The Wattenmeer or North Sea coast as seen from south of Husum. |
A documentary by Dörte Nielsen entitled Auf Weltreise nach Schleswig-Holstein (On a World Tour to Schleswig-Holstein) was released on 28 February 2020, and it may be viewed below for some laughs.
https://www.youtube.com/watch?v=9emG8OmQwLc
PIANO RECITAL
by Husum Scholarship Holders (7.30 pm)
Last year, five young pianists from various German conservatories were awarded scholarships to attend the entire length of the festival. This year they repaid the faith thrusted upon them by playing a 20-minute recital each comprising piano rarities they have picked up along the way. Rarities are certainly not bread and butter in music schools, so it takes a certain adventurous spirit to indulge in them. The results are varied, variable but worth pursuing.
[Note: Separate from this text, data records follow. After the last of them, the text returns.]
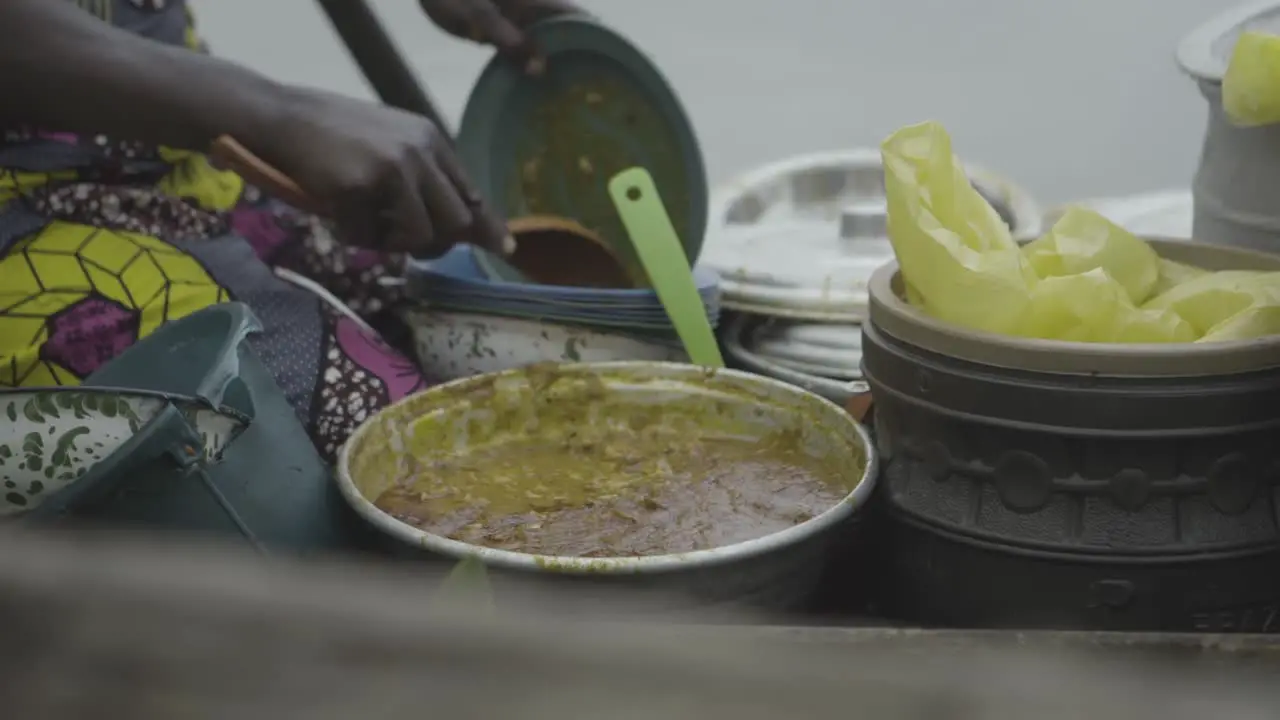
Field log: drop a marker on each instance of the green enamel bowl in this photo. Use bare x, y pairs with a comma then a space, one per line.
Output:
548, 145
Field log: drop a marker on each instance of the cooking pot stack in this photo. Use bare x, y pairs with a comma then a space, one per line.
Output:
795, 244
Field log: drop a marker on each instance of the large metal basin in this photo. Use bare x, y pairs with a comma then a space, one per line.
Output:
1068, 484
773, 572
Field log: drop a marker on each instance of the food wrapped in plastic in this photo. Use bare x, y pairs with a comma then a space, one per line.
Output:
958, 256
1251, 86
1087, 279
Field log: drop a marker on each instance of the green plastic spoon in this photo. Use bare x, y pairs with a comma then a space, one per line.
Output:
663, 258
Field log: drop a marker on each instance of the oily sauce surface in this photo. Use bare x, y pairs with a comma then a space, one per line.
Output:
615, 493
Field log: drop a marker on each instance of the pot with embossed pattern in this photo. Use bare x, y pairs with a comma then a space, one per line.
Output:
1088, 486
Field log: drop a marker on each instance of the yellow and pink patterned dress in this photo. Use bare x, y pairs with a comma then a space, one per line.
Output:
101, 242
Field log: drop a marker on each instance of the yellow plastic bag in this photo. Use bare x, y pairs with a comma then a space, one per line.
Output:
1251, 87
1226, 305
1087, 279
956, 254
1082, 241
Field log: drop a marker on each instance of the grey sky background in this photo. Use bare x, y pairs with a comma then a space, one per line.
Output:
1069, 98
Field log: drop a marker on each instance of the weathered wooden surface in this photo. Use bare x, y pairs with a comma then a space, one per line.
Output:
99, 628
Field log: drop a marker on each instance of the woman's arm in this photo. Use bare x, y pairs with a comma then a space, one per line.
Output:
63, 69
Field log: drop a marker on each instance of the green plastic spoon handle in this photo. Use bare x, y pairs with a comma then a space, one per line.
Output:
663, 258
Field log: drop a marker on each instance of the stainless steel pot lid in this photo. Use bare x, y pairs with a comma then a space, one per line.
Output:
1206, 51
1151, 214
800, 238
824, 350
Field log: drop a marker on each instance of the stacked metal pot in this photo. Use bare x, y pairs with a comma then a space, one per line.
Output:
1239, 169
795, 244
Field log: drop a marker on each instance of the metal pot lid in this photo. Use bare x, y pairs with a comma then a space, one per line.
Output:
735, 338
1152, 214
800, 238
1206, 51
817, 349
548, 145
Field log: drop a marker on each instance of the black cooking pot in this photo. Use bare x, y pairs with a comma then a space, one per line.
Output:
1045, 483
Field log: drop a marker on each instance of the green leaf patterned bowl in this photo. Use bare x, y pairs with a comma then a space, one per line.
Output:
53, 437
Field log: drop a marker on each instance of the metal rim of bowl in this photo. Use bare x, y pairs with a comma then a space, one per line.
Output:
1023, 208
895, 317
1194, 51
411, 315
836, 391
645, 565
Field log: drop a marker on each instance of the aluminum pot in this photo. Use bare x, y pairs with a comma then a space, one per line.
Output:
1078, 486
1239, 168
775, 572
458, 345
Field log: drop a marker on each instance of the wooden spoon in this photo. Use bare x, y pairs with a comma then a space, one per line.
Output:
548, 250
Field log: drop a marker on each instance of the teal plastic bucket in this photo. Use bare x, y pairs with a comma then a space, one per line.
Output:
268, 487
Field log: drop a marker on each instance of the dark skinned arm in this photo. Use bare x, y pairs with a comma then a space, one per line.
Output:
63, 69
388, 178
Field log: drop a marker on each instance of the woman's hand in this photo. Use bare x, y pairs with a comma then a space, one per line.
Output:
499, 23
388, 177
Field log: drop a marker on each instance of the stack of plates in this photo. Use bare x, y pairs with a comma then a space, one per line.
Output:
796, 242
458, 282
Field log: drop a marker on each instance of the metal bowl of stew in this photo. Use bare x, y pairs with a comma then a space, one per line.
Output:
777, 570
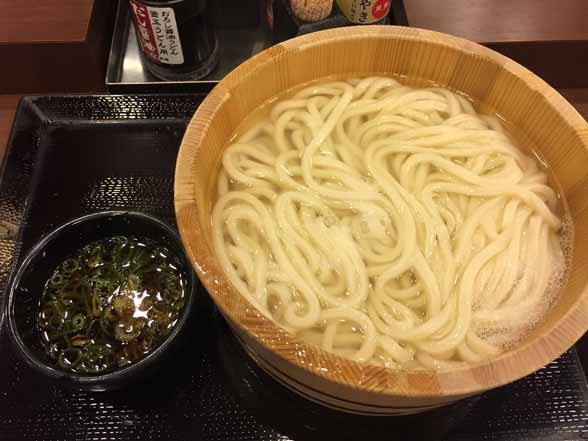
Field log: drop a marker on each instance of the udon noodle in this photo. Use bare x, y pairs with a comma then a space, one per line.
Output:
388, 224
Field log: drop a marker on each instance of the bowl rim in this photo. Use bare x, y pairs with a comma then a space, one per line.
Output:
119, 375
466, 380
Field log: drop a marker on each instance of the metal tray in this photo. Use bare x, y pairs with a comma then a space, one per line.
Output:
72, 155
242, 33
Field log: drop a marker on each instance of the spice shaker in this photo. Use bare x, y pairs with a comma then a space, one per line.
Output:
365, 11
177, 37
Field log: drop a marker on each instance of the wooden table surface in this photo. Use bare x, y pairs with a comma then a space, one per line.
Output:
498, 21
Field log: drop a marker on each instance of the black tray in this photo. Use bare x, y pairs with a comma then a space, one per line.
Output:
73, 155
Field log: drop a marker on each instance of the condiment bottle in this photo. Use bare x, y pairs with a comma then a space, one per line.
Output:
177, 37
365, 11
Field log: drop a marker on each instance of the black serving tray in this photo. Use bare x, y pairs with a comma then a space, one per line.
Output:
72, 155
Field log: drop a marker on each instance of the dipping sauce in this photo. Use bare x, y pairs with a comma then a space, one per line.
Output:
110, 304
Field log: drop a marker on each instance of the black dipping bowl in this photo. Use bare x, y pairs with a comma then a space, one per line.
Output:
27, 287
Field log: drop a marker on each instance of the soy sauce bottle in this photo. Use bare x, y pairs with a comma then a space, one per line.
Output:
177, 37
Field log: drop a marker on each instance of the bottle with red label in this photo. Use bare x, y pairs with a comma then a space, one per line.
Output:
177, 37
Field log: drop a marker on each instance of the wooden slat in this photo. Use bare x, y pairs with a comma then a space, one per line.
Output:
44, 20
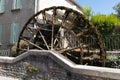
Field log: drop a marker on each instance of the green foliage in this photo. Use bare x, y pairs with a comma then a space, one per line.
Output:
117, 9
105, 23
87, 12
32, 69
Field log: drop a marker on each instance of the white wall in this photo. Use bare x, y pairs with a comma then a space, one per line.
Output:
49, 3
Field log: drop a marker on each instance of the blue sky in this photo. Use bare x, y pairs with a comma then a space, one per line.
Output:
99, 6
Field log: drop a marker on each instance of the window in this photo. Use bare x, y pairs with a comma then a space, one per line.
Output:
0, 34
16, 4
2, 2
14, 33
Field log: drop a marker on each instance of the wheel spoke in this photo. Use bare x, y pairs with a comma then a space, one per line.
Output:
53, 21
44, 40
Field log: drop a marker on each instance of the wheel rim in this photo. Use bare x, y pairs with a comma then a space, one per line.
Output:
62, 30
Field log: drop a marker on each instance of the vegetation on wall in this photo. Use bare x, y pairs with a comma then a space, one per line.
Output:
117, 9
105, 23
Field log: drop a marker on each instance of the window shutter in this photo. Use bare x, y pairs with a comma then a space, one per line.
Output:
14, 33
19, 5
0, 33
16, 4
2, 2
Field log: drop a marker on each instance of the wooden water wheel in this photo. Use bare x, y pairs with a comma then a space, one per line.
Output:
63, 30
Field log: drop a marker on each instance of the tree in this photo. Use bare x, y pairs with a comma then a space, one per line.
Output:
87, 12
105, 23
117, 9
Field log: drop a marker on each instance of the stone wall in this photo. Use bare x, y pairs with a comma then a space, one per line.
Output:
43, 67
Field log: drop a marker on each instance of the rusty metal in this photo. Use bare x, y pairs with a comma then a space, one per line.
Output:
63, 30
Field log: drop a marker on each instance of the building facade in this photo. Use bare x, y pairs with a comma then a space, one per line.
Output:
15, 13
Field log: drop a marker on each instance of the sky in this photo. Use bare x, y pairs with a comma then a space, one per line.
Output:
99, 6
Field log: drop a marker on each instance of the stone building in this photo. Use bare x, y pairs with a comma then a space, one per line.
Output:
15, 13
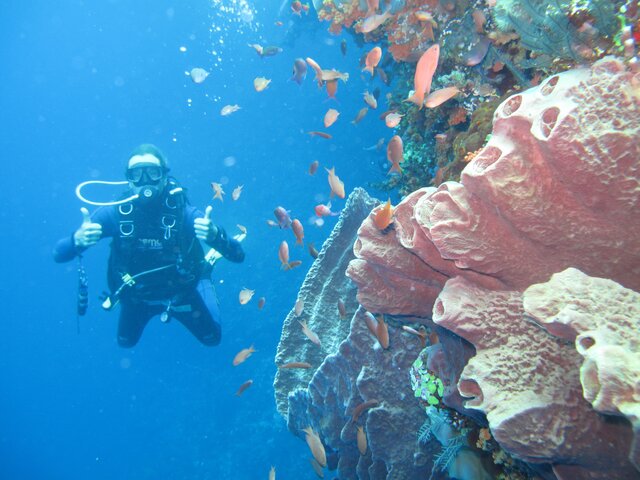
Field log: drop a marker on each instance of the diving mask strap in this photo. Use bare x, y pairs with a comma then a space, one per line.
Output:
102, 182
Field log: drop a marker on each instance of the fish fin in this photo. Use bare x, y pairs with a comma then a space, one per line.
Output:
395, 168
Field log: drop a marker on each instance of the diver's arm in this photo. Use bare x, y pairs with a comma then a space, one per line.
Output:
69, 248
214, 235
231, 249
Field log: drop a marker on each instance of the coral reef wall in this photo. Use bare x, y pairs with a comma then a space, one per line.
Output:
325, 283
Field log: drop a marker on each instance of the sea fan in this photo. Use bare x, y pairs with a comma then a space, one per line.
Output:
448, 454
424, 433
544, 26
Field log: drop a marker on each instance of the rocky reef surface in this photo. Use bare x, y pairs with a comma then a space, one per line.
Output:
507, 260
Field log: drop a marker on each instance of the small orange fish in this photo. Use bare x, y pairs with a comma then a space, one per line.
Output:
363, 111
423, 76
333, 75
218, 192
242, 355
257, 47
293, 264
283, 254
324, 210
372, 60
316, 68
299, 71
372, 22
362, 440
243, 387
296, 365
422, 335
337, 185
229, 109
310, 334
236, 192
316, 447
330, 117
438, 97
395, 153
393, 119
383, 216
260, 83
342, 310
245, 295
316, 468
319, 134
372, 7
479, 19
298, 231
363, 407
383, 76
332, 89
372, 323
382, 333
296, 7
370, 100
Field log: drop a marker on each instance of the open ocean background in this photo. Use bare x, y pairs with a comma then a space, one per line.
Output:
83, 83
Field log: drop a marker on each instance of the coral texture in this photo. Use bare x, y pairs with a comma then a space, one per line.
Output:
361, 371
324, 284
555, 187
603, 319
528, 384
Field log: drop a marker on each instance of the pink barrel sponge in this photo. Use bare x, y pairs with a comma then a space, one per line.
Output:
556, 186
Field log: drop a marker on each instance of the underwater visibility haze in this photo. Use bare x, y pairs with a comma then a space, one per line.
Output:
437, 205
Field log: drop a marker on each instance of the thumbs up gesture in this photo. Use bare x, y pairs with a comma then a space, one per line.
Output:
89, 233
204, 228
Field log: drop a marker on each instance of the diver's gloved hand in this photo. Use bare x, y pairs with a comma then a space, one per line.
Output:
89, 233
204, 227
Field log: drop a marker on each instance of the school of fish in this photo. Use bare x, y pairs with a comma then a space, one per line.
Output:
372, 66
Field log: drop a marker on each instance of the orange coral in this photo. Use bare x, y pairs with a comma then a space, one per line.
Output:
457, 116
470, 156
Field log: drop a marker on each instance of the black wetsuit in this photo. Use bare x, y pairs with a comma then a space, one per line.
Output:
161, 237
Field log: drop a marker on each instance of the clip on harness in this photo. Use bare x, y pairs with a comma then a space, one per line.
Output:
127, 229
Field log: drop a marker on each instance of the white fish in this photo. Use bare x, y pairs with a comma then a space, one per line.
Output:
198, 75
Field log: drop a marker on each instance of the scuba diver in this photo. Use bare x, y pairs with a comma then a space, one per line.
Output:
157, 265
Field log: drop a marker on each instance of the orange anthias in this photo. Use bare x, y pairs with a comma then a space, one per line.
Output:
372, 60
283, 253
298, 231
438, 97
395, 153
383, 216
242, 355
425, 69
337, 185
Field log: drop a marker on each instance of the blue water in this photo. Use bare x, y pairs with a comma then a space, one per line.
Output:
83, 83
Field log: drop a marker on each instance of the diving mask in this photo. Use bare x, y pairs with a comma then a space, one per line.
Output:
145, 175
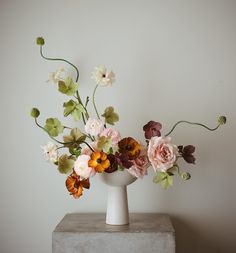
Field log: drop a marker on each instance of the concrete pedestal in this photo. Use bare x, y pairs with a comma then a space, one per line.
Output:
88, 233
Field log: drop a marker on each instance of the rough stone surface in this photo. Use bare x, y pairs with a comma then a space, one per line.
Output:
88, 233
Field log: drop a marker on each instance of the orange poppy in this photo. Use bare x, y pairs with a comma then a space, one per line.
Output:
99, 161
130, 147
75, 186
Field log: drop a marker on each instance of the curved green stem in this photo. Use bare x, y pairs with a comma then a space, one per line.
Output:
60, 59
191, 123
77, 75
94, 105
60, 142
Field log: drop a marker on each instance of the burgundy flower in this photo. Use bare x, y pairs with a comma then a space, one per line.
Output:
187, 153
123, 160
152, 128
113, 163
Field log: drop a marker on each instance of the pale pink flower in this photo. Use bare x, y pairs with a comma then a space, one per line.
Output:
102, 76
50, 151
94, 126
161, 153
81, 167
113, 134
87, 151
140, 165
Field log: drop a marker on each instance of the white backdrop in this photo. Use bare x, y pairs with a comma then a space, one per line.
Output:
173, 60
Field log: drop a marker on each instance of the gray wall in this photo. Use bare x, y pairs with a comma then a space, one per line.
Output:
173, 60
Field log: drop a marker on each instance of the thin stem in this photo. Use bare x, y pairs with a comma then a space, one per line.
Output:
60, 59
94, 105
71, 64
60, 142
191, 123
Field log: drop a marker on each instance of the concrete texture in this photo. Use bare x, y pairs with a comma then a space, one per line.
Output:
88, 233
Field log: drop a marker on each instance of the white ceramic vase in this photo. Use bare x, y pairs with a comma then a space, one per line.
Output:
117, 201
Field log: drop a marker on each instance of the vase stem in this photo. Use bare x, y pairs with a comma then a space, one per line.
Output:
117, 206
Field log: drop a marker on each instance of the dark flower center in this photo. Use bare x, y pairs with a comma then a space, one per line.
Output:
99, 160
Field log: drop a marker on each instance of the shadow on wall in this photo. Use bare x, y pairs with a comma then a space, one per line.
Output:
188, 240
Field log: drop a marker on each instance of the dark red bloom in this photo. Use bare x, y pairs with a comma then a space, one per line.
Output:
123, 160
113, 163
187, 153
152, 128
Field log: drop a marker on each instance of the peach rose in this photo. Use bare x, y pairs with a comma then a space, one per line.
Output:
161, 153
140, 165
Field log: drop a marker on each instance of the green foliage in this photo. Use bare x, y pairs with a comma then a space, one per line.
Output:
185, 176
35, 113
104, 143
65, 164
68, 86
165, 179
40, 41
73, 108
53, 127
110, 116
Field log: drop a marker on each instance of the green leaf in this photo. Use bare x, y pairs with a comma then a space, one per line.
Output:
65, 164
35, 113
164, 179
104, 143
53, 127
68, 86
73, 108
110, 116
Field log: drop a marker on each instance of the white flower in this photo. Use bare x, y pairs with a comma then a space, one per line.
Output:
94, 126
55, 76
81, 167
102, 76
50, 151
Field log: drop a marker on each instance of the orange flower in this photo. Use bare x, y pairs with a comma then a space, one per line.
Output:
99, 161
75, 186
130, 147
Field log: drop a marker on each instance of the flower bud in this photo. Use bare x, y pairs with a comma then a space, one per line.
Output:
34, 113
185, 176
40, 41
221, 120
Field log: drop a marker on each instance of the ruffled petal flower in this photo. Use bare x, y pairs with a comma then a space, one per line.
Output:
94, 126
162, 153
82, 168
102, 76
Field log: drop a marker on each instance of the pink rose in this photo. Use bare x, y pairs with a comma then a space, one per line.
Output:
94, 126
140, 165
113, 134
81, 167
161, 153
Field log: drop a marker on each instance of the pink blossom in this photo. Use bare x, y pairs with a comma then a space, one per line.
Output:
81, 167
161, 153
113, 134
140, 165
87, 151
94, 126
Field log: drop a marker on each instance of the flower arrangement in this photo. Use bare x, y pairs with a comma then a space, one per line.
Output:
99, 148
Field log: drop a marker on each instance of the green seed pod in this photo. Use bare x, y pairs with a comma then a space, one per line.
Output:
40, 41
221, 120
35, 113
185, 176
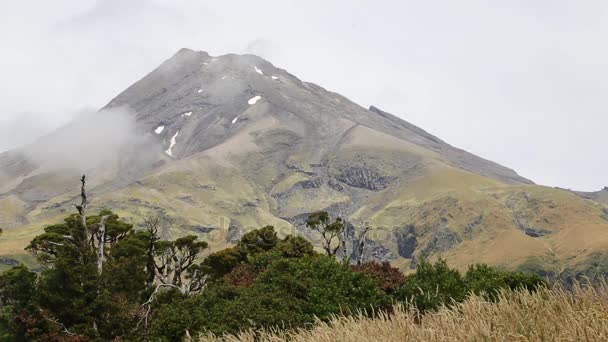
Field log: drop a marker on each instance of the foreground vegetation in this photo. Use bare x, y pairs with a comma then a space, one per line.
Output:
103, 279
546, 315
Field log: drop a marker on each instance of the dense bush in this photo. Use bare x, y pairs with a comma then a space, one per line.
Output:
157, 290
434, 285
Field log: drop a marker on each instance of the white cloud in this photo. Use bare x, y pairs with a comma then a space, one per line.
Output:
522, 83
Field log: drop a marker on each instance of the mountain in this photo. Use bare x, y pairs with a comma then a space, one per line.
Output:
231, 143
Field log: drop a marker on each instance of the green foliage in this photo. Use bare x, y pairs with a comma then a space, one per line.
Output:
295, 247
262, 282
291, 292
432, 285
259, 241
223, 262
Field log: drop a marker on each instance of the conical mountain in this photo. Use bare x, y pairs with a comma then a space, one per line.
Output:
232, 143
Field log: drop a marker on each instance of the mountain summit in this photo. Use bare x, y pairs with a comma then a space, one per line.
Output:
235, 143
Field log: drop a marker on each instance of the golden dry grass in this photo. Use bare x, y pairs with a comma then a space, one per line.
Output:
548, 315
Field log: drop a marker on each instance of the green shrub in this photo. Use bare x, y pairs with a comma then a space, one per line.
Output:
432, 286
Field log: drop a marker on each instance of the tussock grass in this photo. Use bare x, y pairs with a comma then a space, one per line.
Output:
547, 315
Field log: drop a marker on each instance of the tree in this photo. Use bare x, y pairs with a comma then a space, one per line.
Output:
259, 241
431, 286
330, 231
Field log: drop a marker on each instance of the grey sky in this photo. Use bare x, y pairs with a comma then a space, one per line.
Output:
523, 83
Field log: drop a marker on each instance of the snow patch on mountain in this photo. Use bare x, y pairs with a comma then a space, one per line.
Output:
169, 151
254, 100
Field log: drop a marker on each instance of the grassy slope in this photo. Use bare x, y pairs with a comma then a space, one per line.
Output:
484, 213
549, 315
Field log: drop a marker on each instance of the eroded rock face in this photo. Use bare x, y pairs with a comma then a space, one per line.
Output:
202, 229
363, 177
373, 251
443, 239
406, 241
9, 261
536, 232
605, 214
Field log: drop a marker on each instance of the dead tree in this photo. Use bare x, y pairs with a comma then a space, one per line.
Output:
362, 236
82, 208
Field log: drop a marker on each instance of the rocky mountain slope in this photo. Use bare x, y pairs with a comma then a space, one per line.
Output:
234, 143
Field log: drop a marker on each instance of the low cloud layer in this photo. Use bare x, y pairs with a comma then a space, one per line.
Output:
105, 142
521, 83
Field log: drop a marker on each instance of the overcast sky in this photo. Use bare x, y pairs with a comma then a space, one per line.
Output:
523, 83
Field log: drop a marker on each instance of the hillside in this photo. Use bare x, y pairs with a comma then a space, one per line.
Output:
231, 143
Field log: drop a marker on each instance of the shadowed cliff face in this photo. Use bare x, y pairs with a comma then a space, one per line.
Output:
226, 144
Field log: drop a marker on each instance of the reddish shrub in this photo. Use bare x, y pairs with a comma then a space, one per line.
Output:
388, 277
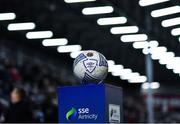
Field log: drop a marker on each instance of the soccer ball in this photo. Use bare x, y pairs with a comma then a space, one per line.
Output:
90, 67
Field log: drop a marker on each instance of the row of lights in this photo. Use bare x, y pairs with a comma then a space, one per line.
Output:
164, 57
116, 69
74, 49
61, 42
165, 12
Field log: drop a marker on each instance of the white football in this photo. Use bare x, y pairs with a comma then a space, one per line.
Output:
90, 67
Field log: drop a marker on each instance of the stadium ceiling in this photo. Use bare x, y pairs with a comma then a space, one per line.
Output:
67, 20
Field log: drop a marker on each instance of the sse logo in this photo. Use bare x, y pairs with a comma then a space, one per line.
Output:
71, 114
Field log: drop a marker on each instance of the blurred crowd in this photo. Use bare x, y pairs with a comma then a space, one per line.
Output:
39, 98
28, 94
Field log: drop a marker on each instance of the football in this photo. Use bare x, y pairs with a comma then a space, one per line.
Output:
90, 67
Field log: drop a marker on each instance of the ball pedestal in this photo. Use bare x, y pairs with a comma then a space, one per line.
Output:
90, 104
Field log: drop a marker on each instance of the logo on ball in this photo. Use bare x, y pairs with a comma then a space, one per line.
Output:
90, 67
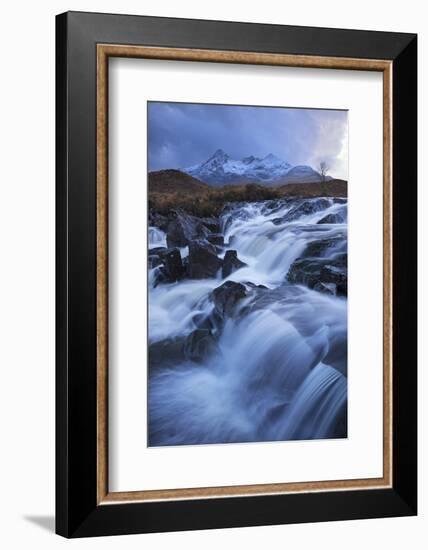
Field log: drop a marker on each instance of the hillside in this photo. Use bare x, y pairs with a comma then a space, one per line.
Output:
171, 181
330, 188
169, 189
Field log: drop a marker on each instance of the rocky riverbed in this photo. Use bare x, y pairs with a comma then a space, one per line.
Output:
248, 323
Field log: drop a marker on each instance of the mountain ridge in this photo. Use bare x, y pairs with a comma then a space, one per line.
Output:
220, 169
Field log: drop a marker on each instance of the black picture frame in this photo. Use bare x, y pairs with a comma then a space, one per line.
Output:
77, 511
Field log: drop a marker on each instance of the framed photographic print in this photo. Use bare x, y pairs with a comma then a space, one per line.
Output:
236, 274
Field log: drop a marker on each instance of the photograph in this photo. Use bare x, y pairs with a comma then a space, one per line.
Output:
247, 273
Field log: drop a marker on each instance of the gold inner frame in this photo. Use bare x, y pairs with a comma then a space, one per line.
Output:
104, 51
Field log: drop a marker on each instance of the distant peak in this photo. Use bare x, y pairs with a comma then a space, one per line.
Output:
219, 154
271, 156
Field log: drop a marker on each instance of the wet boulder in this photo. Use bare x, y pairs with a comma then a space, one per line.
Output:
340, 216
226, 297
154, 261
231, 263
321, 247
321, 274
199, 344
335, 274
183, 228
305, 208
216, 239
202, 261
158, 220
168, 352
211, 223
331, 218
173, 266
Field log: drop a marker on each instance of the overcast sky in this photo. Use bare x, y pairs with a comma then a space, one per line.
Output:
183, 134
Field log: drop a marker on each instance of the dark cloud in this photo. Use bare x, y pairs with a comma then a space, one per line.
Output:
183, 134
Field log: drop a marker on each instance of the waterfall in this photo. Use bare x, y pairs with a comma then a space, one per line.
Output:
276, 369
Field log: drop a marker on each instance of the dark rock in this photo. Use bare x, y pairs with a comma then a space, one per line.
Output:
320, 273
226, 296
331, 218
320, 247
212, 224
183, 228
231, 263
158, 220
202, 260
216, 238
172, 269
199, 344
335, 274
304, 209
167, 352
326, 288
154, 261
232, 239
173, 265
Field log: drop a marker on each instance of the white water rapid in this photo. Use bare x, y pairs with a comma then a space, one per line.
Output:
276, 369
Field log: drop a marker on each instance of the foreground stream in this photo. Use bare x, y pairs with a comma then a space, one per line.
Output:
264, 358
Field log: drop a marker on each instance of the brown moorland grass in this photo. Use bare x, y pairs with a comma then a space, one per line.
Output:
170, 189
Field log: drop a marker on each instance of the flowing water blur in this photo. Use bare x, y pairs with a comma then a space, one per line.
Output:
278, 370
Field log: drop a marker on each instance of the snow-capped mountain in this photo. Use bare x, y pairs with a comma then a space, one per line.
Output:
220, 169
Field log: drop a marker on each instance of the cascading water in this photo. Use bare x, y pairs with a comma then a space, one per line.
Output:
275, 369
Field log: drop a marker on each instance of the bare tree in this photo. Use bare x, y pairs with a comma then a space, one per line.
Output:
323, 168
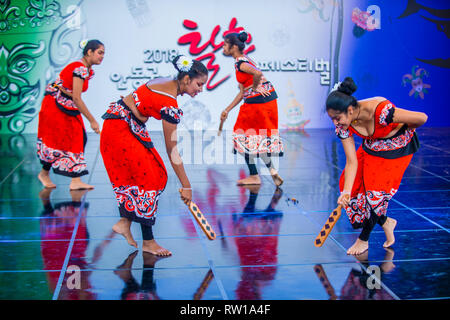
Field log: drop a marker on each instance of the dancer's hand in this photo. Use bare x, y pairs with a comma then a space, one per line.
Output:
224, 115
344, 198
95, 126
186, 195
262, 91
From Lithuanian pianist Onute Grazinyte, we got pleasant Lithuanian music (Dvarionas, Vitols and Remesa) and some Handel. From Japanese pianist Mari Namara came Toshio Hosokawa’s Mai (vigorous Japanese dance music) and a very spirited performance of Scriabin’s Seventh Sonata. Should Scriabin’s 7th be considered a rarity? The last time I’ve heard it was at the 2016 Sydney International Piano Competition, and much further back in 2004 in Hong Kong, by a certain M-A.Hamelin. Three performances in 15 years - that makes it a rarity indeed.
Stephen Hough’s My Favourite Things and Poulence’s Novelettes are no longer rarities, but Japan’s Kenji Miura (who later won 1st prize at the Marguerite Long International Piano Competition) offered two Mazurkas by Benjamin Godard. The best performances come from Elias Projahn and Jorma Marggraf, both Germans. From Projahn, his Liszt Fantasia and Fugue on BACH is suitably thunderous alongside two R.Strauss-Gieseking transcriptions. Leaving the best for the last, Marggraf’s reading of Szymanowski’s Third Sonata – brooding yet ecstatic – was most impressive. He feels this elusive idiom, allied with mind and fingers fully in service to this dissonant and suffocating piece.